Сегодняшний сюрприз превзошел все остальные: пьеса была в стихах — и притом нравственная.
Нравственная пьеса!
Старый ловкач понял, что настал момент испробовать этот хитроумный ход, и он сделал его. Несколько минут все пребывали в изумлении, слышались кое-где в ложах недовольные восклицания: «О-о! Стихи!..» — затем атмосфера разрядилась, и зал ощутил очарование этого бодрящего, здорового произведения, зал словно опрыскали духами с нежным и острым запахом, спрыснули эликсиром жизни, который пахнет тимьяном, растущим на холмах.
— Как хорошо!.. Как это освежает!..
То был общий голос, этот облегченный вздох блаженного упоения сопровождал каждую строфу. Это освежало толстяка Эмерленга, задыхавшегося в ложе бельвтажа, как в бочке, обитой вишневым атласом. Это освежало долговязую Сюзанну Блок, с античной прической, с завитками, выбивавшимися из-под золотой диадемы. Рядом с ней сидела Ами Фера, вся в белом, как новобрачная, с веточкой померанца во взбитых кудряшках, — ее это тоже освежало!
Там было множество подобных созданий: были тучные, заплывшие грязным салом, накопленным в гаремах, с тройным подбородком и глупым выражением лица; были совершенно зеленые, несмотря на румяна, как будто их окунули в ванну с мышьяковистой медью, именуемой в продаже «парижской зеленью», такие морщинистые, такие увядшие, что им приходилось прятаться в глубине своих лож, выставляя напоказ лишь часть белой руки или все еще округлое плечо. Там были дряблые, тощие франты, которых называли «дохлыми клячами», с вытянутой шеей, отвислыми губами, неспособные стоять на ногах, неспособные внятно выговорить ни единого слова. И все эти люди восклицали хором:
— Как хорошо!.. Как это освежает!..
Красавец Моэссар с белокурыми усиками шептал это, словно напевая, в то время как его королева в центральной ложе напротив сцены переводила эти слова на свой варварский иностранный язык. Положительно это их освежало. Однако они не говорили, после чего им надо было освежиться, после какой тошнотворной работы, после какого принудительного занятия праздных и никчемных людей.
Доброжелательный, дружный шепот одобрения начинал создавать в зрительном зале атмосферу триумфа.
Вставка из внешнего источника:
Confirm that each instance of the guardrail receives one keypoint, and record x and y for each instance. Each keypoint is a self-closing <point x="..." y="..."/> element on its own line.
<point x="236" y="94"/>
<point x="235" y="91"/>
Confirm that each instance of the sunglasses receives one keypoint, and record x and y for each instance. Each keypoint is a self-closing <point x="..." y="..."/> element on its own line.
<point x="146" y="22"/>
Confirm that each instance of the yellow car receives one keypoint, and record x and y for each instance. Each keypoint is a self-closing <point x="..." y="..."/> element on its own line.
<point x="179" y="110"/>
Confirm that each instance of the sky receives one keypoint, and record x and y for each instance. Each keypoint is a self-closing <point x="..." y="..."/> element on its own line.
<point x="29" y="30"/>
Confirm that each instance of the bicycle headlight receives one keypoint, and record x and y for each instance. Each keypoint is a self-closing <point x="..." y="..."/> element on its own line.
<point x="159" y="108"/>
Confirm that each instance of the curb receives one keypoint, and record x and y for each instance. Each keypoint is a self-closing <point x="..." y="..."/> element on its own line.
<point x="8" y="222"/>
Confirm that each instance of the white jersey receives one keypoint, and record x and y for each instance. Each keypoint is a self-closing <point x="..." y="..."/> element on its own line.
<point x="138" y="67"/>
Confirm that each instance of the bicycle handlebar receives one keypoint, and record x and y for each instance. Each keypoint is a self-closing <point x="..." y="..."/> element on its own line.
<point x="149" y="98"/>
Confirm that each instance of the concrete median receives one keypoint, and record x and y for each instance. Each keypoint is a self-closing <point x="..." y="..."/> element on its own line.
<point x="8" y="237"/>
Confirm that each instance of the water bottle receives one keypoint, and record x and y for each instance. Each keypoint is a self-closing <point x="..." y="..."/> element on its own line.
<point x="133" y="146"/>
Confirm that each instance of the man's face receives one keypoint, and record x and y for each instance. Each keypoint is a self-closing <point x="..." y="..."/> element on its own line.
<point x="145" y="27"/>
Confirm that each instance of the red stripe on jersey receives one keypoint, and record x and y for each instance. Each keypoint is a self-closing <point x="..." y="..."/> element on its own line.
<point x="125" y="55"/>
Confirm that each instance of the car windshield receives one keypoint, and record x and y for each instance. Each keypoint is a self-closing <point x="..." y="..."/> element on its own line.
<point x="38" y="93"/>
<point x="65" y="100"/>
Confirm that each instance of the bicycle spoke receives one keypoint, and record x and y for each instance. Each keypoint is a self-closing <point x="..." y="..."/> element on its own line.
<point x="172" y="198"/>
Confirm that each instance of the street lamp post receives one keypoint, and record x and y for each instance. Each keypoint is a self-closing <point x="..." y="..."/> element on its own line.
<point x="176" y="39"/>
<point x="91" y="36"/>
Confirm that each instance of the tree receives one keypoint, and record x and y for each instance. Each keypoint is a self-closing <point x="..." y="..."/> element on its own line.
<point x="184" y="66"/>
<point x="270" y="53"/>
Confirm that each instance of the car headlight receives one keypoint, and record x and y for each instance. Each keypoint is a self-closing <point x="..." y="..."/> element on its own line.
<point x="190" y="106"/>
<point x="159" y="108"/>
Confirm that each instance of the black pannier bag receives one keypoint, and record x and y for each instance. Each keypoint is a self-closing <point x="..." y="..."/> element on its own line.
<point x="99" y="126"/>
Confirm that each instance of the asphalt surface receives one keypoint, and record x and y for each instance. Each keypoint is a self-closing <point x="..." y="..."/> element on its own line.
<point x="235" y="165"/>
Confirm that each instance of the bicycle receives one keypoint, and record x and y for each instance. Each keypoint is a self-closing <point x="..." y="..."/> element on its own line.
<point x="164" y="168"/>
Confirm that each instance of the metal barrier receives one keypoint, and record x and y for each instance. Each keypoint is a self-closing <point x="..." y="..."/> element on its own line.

Успех носился в воздухе, лица прояснились, женщины словно похорошели от восторга, отражавшегося на лицах, во взглядах, возбуждавших, как крики «браво». Андре, сидя рядом с матерью, вздрагивал от неизведанного наслаждения, от горделивой радости, какую испытывает даже бродячий певец предместья, в репертуаре у которого — одна, патриотического содержания, песенка, а в голосе — две прочувствованные нотки, когда ему удается расшевелить толпу. Внезапно перешептывания усилились, превратились в слитный шум. Люди посмеивались, люди задвигались на своих местах. Что произошло? Что-нибудь случилось на сцене? Андре, в испуге повернувшись к актерам, удивленным, как и он, увидел, что все бинокли устремились на до сего времени пустовавшую аванложу: туда только что кто-то вошел, уселся в мрачном одиночестве и, положив локти на обитый бархатом барьер, вынул ив футляра бинокль.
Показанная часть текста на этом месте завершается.